Bailey Timothy L, Noble William Stafford
Institute for Molecular Bioscience, University of Queensland, Brisbane, Australia.
Bioinformatics. 2003 Oct;19 Suppl 2:ii16-25. doi: 10.1093/bioinformatics/btg1054.
The regulatory machinery controlling gene expression is complex, frequently requiring multiple, simultaneous DNA-protein interactions. The rate at which a gene is transcribed may depend upon the presence or absence of a collection of transcription factors bound to the DNA near the gene. Locating transcription factor binding sites in genomic DNA is difficult because the individual sites are small and tend to occur frequently by chance. True binding sites may be identified by their tendency to occur in clusters, sometimes known as regulatory modules.

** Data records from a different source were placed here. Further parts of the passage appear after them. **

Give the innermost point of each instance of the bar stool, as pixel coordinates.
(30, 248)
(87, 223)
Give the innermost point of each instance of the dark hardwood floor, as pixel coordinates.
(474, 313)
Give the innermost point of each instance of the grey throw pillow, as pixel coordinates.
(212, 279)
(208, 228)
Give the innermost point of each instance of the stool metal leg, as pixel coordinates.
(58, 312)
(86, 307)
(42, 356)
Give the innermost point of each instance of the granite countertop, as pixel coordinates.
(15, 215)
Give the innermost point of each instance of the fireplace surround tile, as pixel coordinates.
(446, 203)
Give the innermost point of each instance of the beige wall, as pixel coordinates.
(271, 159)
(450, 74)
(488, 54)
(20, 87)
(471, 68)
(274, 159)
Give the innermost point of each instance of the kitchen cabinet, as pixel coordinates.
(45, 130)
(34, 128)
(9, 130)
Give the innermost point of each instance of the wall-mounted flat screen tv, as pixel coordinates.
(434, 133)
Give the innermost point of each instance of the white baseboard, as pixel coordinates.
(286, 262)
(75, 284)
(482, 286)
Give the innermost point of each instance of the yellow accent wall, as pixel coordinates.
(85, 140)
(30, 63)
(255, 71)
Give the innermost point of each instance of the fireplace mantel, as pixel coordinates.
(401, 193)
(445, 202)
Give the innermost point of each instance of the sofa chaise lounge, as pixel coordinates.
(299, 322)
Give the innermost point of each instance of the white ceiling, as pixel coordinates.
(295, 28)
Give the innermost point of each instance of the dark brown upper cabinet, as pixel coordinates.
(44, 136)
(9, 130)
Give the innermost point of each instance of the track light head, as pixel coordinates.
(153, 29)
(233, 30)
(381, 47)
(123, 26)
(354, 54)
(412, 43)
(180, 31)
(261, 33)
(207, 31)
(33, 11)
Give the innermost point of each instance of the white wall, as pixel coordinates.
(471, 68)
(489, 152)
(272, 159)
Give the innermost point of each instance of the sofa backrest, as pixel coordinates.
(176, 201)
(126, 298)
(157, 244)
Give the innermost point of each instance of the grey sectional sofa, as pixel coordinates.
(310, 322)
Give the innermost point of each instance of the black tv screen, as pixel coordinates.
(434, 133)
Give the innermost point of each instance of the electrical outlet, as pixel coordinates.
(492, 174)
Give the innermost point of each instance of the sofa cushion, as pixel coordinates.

We describe an algorithm for detecting occurrences of regulatory modules in genomic DNA. The algorithm, called mcast, takes as input a DNA database and a collection of binding site motifs that are known to operate in concert. mcast uses a motif-based hidden Markov model with several novel features. The model incorporates motif-specific p-values, thereby allowing scores from motifs of different widths and specificities to be compared directly. The p-value scoring also allows mcast to only accept motif occurrences with significance below a user-specified threshold, while still assigning better scores to motif occurrences with lower p-values. mcast can search long DNA sequences, modeling length distributions between motifs within a regulatory module, but ignoring length distributions between modules. The algorithm produces a list of predicted regulatory modules, ranked by E-value. We validate the algorithm using simulated data as well as real data sets from fruitfly and human.
控制基因表达的调控机制很复杂,常常需要多个DNA - 蛋白质同时相互作用。一个基因的转录速率可能取决于与该基因附近DNA结合的一系列转录因子的存在与否。在基因组DNA中定位转录因子结合位点很困难,因为单个位点很小且往往会偶然频繁出现。真正的结合位点可通过它们在簇中出现的倾向来识别,这些簇有时被称为调控模块。
我们描述了一种用于检测基因组DNA中调控模块出现情况的算法。该算法名为mcast,它将一个DNA数据库和一组已知协同作用的结合位点基序作为输入。mcast使用了一种具有几个新特性的基于基序的隐马尔可夫模型。该模型纳入了基序特异性p值,从而允许直接比较不同宽度和特异性的基序得分。p值评分还允许mcast仅接受显著性低于用户指定阈值的基序出现情况,同时仍为p值较低的基序出现情况赋予更好的分数。mcast可以搜索长DNA序列,对调控模块内基序之间的长度分布进行建模,但忽略模块之间的长度分布。该算法生成一份按E值排序的预测调控模块列表。我们使用模拟数据以及果蝇和人类的真实数据集对该算法进行了验证。